Do a quick web search on business fraud and cybercrime and you'll find story after story, including many New Zealand ones. The initiators are not all internal. For example, here's a recent headline 'Cybercrime a $600 billion-a-year headache'.

From the article:

• 'Chief financial officers have been targeted this year, with one woman sending $100,000 offshore at the request of what she thought was her chief executive.

• The New Zealand Fire Service got scammed out of $52,000, once again believing their boss was asking for the money.


• Business email compromise, fake invoices and CEO/CFO style phishing have been big this year.'

In the two examples above, the internal staff weren't corrupt. They made genuine mistakes. However, sadly some employees are untrustworthy around money, as we so often hear.

Netsafe and other sources say that most fraud cases never see the light of day; businesses want to sweep things under the carpet and move on quickly, afraid of reputational damage.

So how can we combat these various forms of fraud? And how can we protect key employees from clever attacks, risk and danger?

It's such a specialised area that very few business owners or senior executives are trained on how to prevent it.

It might help to think of it as financial health and safety - where's your plan, how are you reporting and how can you minimise financial hazards and risk? Who and where are the experts to help?

I'm always on the watch for technology as well as tips that save time and make us more productive. So when I recently came across technology that goes a long way towards helping keep companies and employees financially secure, I dug a bit deeper. Anything that helps keep us focused on 'business as usual' instead of fighting fires has to be worthy of review.

The disruption to your business and the loss of time is often more costly than the loss of hard cash.


Dorian Scott, CEO of ecentre, Massey University's business incubator, was tasked by his board to provide and maintain a Risk Register. In the search for a solution he discovered a fairly new Kiwi product called Vigilance. In simplistic terms - any exceptions or unusual variations shout at you before the money leaves the bank. Once the money's gone it's pretty much too late!

Here's what Scott said:

"Vigilance provides on-demand reporting and alerts me to any unusual transactions," says Scott.
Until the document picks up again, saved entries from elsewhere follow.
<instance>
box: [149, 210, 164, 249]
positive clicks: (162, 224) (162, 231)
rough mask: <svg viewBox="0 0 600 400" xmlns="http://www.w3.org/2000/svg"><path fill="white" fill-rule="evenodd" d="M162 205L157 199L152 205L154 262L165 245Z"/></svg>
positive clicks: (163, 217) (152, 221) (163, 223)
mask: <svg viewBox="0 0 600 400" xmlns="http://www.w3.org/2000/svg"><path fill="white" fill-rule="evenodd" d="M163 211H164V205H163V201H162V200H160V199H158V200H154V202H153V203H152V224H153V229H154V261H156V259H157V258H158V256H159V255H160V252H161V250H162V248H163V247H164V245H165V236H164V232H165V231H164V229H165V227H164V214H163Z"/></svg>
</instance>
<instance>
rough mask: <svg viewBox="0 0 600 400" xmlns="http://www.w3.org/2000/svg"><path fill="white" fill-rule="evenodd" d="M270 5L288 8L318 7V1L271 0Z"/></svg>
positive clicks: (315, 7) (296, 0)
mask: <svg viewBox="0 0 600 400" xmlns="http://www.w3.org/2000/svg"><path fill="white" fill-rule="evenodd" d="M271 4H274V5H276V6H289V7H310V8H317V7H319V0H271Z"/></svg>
"My Audit and Risk report is automatically generated and sent to board members each month, highlighting our risk profile around transactions. This is extremely helpful from a governance perspective as it answers many of their questions and gives them peace of mind before I get to the board meeting.
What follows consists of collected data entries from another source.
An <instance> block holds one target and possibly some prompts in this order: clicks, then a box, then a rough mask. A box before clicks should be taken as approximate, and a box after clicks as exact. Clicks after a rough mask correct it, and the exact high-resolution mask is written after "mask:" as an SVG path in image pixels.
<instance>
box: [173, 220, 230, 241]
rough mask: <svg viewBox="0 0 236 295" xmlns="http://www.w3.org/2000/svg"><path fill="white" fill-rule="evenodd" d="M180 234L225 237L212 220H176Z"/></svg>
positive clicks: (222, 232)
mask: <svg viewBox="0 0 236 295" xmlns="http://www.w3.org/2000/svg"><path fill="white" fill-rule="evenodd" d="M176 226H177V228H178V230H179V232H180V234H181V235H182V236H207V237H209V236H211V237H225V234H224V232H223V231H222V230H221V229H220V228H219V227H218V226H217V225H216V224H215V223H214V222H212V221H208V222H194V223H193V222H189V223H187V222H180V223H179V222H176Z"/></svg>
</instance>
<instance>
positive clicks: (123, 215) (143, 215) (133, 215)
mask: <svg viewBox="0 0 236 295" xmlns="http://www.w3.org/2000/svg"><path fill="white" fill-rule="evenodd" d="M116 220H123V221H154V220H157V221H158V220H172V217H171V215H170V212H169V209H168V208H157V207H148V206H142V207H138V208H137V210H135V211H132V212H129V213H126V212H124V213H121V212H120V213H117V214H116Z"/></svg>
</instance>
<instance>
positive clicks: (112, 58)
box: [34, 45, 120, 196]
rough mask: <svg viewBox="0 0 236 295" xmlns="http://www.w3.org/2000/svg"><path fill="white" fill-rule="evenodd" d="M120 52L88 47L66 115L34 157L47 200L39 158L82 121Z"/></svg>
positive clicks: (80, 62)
"Also, when it comes to the monthly creditor payments, I get a secure, online payments schedule detailing proposed payments as prepared by ecentre accounts. Any exceptions are right at the top of the Vigilance report and I can drill down on transaction detail if I need to. I can approve payments while out of the office on my phone, so I'm not holding up the payments process. It would be a poor use of my time to check all the payees" names and bank account numbers.

Ironically only a very small percentage of businesses use any form of data analytics to help combat this threat.


"Vigilance acts as a separate set of eyes, checking for consistency and accuracy while offering a separation of duty that our auditors love."

The ecentre found that it didn't require any integration to existing systems and there was no learning curve or disruption to processes. In fact it greatly improved their processes by speeding up the time it took to approve payments and report.

Sam MacGeorge, CEO and founder of Vigilance says, 'If you haven't experienced fraud it's not top of mind and that's why it comes as such a shock when it happens.

The top four accounting firms have all recently published reports on fraud and cybercrime. The single biggest factor contributing to fraud is the lack of robust payment systems and controls. One of the biggest culprits is technology; it allows the perpetrators to use their intimate knowledge of the business systems to commit fraud in the first place.

"Ironically only a very small percentage of businesses use any form of data analytics to help combat this threat. I suspect this is because businesses would have to build their own system and to do so they are going to need to understand what they are looking for in the first place."

The disruption to your business and the loss of time is often more costly than the loss of hard cash.